Well if you answered no to those questions then you need to fire up Windows Update and grab the critical out of band security update that Microsoft released yesterday.
Vulnerability in Windows Shell Could Allow Remote Code Execution (2286198)
This security update resolves a publicly disclosed vulnerability in Windows Shell. The vulnerability could allow remote code execution if the icon of a specially crafted shortcut is displayed. An attacker who successfully exploited this vulnerability could gain the same user rights as the local user. Users whose accounts are configured to have fewer user rights on the system could be less impacted than users who operate with administrative user rights.

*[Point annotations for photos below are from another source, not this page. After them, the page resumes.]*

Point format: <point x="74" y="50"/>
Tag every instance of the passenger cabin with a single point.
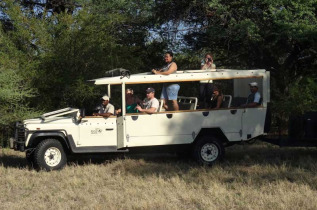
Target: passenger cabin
<point x="231" y="121"/>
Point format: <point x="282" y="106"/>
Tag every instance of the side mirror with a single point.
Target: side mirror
<point x="82" y="113"/>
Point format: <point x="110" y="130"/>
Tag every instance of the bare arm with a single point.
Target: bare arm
<point x="170" y="70"/>
<point x="148" y="111"/>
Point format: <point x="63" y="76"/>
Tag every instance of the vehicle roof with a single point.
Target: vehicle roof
<point x="181" y="76"/>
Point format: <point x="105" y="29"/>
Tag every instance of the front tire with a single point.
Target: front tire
<point x="208" y="150"/>
<point x="49" y="155"/>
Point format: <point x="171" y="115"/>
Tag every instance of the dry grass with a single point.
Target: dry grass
<point x="259" y="176"/>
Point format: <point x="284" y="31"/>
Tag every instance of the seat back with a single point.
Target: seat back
<point x="226" y="103"/>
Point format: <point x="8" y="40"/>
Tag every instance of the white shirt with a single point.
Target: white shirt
<point x="108" y="109"/>
<point x="151" y="103"/>
<point x="210" y="68"/>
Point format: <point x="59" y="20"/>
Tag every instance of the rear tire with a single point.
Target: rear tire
<point x="208" y="150"/>
<point x="49" y="155"/>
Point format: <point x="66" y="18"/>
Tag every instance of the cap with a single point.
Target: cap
<point x="149" y="90"/>
<point x="105" y="98"/>
<point x="253" y="84"/>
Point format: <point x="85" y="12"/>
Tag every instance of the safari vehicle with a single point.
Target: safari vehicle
<point x="49" y="139"/>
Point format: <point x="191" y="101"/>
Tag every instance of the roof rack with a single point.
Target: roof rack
<point x="59" y="112"/>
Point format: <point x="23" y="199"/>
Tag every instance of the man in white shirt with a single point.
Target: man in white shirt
<point x="254" y="98"/>
<point x="151" y="104"/>
<point x="105" y="109"/>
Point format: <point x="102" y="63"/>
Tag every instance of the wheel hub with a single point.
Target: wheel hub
<point x="209" y="152"/>
<point x="52" y="156"/>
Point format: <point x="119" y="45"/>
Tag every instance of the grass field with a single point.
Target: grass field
<point x="258" y="176"/>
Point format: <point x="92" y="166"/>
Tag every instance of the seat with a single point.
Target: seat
<point x="187" y="103"/>
<point x="226" y="103"/>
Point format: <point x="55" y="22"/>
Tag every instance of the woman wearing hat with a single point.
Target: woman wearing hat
<point x="169" y="91"/>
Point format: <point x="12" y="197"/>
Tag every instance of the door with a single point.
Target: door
<point x="97" y="131"/>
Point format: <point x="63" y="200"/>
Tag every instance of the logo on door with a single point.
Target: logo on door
<point x="96" y="131"/>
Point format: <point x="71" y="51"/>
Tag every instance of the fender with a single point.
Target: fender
<point x="214" y="131"/>
<point x="37" y="135"/>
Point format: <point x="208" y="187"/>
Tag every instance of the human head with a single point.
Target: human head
<point x="105" y="100"/>
<point x="168" y="57"/>
<point x="216" y="91"/>
<point x="209" y="56"/>
<point x="150" y="93"/>
<point x="129" y="90"/>
<point x="253" y="87"/>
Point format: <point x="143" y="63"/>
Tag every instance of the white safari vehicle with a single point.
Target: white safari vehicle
<point x="49" y="139"/>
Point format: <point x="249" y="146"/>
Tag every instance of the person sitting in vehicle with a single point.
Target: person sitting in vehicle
<point x="105" y="109"/>
<point x="151" y="104"/>
<point x="169" y="91"/>
<point x="131" y="102"/>
<point x="254" y="98"/>
<point x="216" y="99"/>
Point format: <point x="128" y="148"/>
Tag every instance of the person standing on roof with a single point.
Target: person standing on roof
<point x="151" y="104"/>
<point x="169" y="91"/>
<point x="255" y="97"/>
<point x="206" y="86"/>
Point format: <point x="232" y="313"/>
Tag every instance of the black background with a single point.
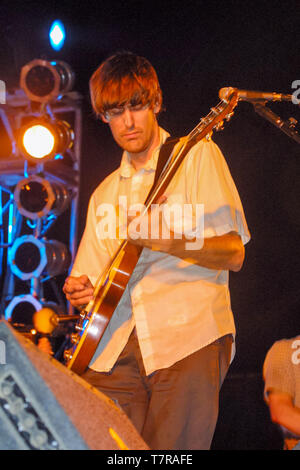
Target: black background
<point x="198" y="47"/>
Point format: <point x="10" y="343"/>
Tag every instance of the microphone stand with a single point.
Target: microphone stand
<point x="288" y="126"/>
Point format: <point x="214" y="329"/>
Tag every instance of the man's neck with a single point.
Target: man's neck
<point x="139" y="160"/>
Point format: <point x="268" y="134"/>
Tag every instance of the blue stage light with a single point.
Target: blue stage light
<point x="57" y="35"/>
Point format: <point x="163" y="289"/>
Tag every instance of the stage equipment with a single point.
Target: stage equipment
<point x="31" y="257"/>
<point x="38" y="197"/>
<point x="21" y="309"/>
<point x="45" y="81"/>
<point x="44" y="406"/>
<point x="57" y="35"/>
<point x="43" y="138"/>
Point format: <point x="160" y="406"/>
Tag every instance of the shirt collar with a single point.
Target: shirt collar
<point x="127" y="169"/>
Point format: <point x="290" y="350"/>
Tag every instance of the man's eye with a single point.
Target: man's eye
<point x="136" y="107"/>
<point x="116" y="111"/>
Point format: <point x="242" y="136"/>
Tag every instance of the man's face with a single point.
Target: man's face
<point x="133" y="128"/>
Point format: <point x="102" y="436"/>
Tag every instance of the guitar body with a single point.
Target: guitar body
<point x="112" y="284"/>
<point x="94" y="320"/>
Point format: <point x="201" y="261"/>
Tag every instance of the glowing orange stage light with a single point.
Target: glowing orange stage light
<point x="38" y="141"/>
<point x="42" y="139"/>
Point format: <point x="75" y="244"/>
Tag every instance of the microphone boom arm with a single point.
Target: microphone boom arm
<point x="288" y="126"/>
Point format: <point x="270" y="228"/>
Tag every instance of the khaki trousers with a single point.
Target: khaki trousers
<point x="174" y="408"/>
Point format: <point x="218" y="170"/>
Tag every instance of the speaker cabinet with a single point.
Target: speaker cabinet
<point x="45" y="406"/>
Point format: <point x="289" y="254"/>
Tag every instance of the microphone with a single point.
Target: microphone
<point x="249" y="95"/>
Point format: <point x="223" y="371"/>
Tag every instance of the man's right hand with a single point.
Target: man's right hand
<point x="78" y="290"/>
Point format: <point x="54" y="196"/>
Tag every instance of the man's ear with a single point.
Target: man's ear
<point x="103" y="118"/>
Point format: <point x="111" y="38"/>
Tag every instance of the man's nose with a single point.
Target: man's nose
<point x="128" y="118"/>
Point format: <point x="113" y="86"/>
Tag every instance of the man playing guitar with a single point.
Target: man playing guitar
<point x="167" y="348"/>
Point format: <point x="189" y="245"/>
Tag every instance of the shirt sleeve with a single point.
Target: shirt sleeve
<point x="215" y="188"/>
<point x="210" y="188"/>
<point x="278" y="369"/>
<point x="92" y="256"/>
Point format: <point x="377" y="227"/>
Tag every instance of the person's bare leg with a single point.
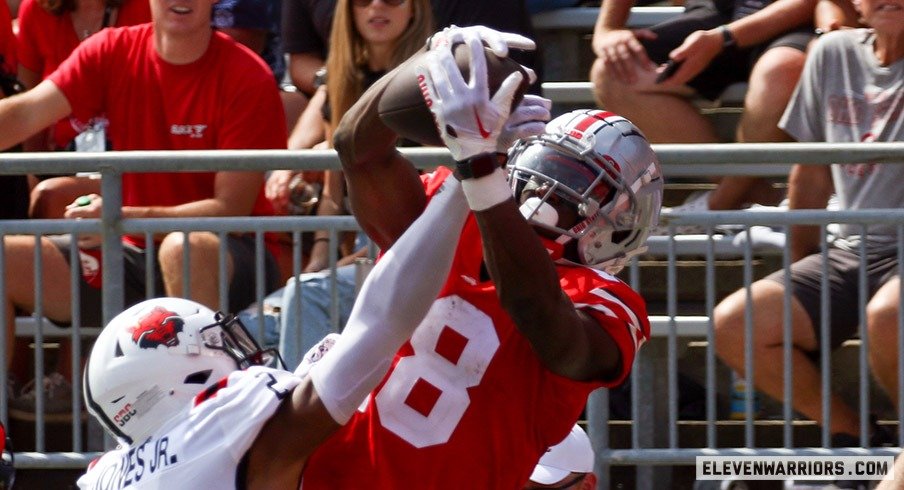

Here are the links to the individual system downloads from the Microsoft Download Center:
- Windows 7
- Windows Vista
- Windows XP
- Windows Server 2003
- Windows Server 2008
- Windows Server 2008 R2
- Windows Service Pack 1 Beta
- Security Update for Windows 7 Service Pack 1 Beta (KB2286198)
- Security Update for Windows 7 Service Pack 1 Beta for x64-based Systems (KB2286198)
- Security Update for Windows Server 2008 R2 Service Pack 1 Beta x64 Edition (KB2286198)
- Security Update for Windows Server 2008 R2 Service Pack 1 Beta for Itanium-based Systems (KB2286198)
By the way – if your running Windows Home Server than you need to run the system update as well to get this fix on your server which is based on Windows Server 2003.